The other thing is I give hope to people. What I tell people who come in hopeless and anxious is we have all roles available to us, but we have not been trained to take on those roles. We’re all raised in families and we’re all given a role. When we realize, oh, I could be the bad one, or the nasty one, or the leader or follower, or I could be the good one. How do I do that? It’s not easy to take on a new role, but it’s so freeing and we can expand who we are.

Q: What advice do you have for a young person seeking a career?
A: Try a lot of things. Like taking new roles. Don’t be afraid to fail, and don’t be afraid to try all kinds of things. We don’t really find out who we are for a long time. And until our dying day we need to give ourselves permission to try new things. So just don’t be afraid.

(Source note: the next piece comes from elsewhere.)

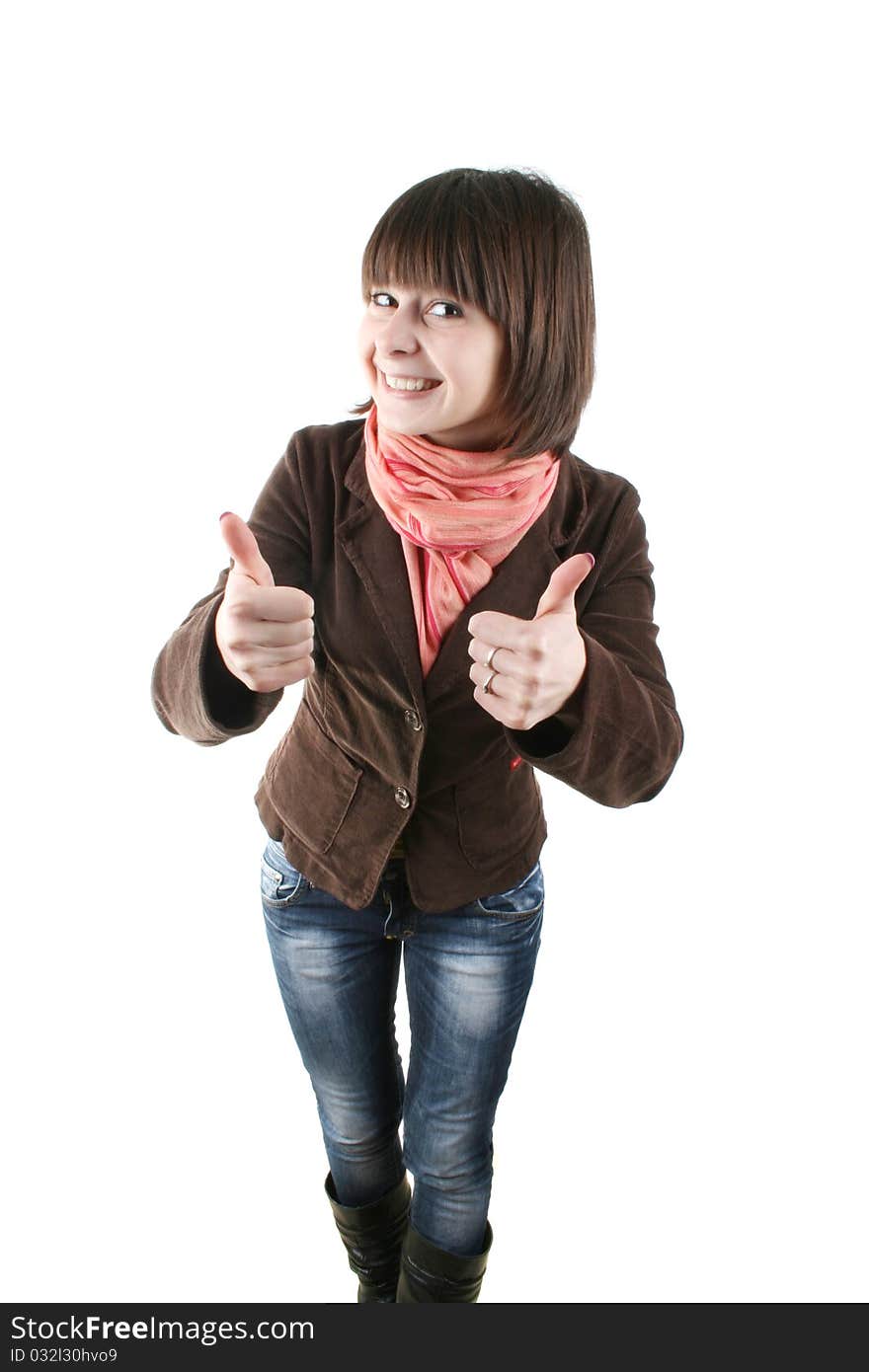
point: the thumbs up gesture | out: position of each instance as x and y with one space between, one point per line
540 661
266 633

Q: How did you choose to make your home in Delray Beach?
A: When I moved to Delray 21 years ago, the reason I chose it is for what I knew of Florida — which wasn’t a lot — it was the one place I saw that had a soul. And to me the soul comes from art. There was art here. Arts Garage wasn’t here yet, but there were performing art venues, music venues, stuff like that.
They maintain the older buildings, and it didn’t feel like it was something along a highway, brand new. And it was anchored by the ocean, which to me is a very spiritual kind of feeling. So I just fell in love with Delray, and I’ve been in love with Delray ever since.

Q: What is your favorite part about living in Delray Beach?
A: Has to be the Arts Garage. When it came on the scene, I was like, “Wow, finally, this is fantastic.” They asked me when I came on the board what my interest was and I said arts education for kids, because they’ve taken it out of the schools.
Q: What book are you reading now?
A: I just finished reading American Snake Pit, written by Dan Tomasulo, a psychodramatist, and it’s both horrifying and hysterical at the same time. It’s kind of fictional autobiography, about the time he was getting his Ph.D., and it was written during the deinstitutionalization movement in the late ’60s, early ’70s. A great read.

Q: What music do you listen to you when you want to relax? When you want to be inspired?
A: When I want to relax, standards, like the Great American Songbook. And when I want to be inspired it’s usually either R&B or Motown, if I want to clean the house, or Stephen Sondheim, for pathos. He’s one of my favorite composers.

Q: Have you had mentors in your life? Individuals who have inspired your life decisions?
A: I’ve had some incredible teachers who are role models and mentors. And in my field, they’re mentors as therapists, as teachers, but also as human beings. Nina Garcia, Jackie Siroka and Dale Buchanan. Nina and Dale have published a lot, while Jackie is well-known. They’ve influenced me with their compassion, undying passion, brilliance, spontaneity and creativity. And huge hearts.

Q: If your life story were made into a movie, who would play you?
A: I asked my family and we came up with Sally Field. There’s a physical resemblance, I think, and because she expresses great joy and pathos. She’s spunky. And I think I’m spunky.

Q: Who or what makes you laugh?
A: My husband, Sam Snyder, has an adorable sense of humor. A turn of a phrase, clever wordplay, physical humor, like Tim Conway. Seinfeld. And Kevin Hart, his movies make me laugh. He’s very self-deprecating. I like that.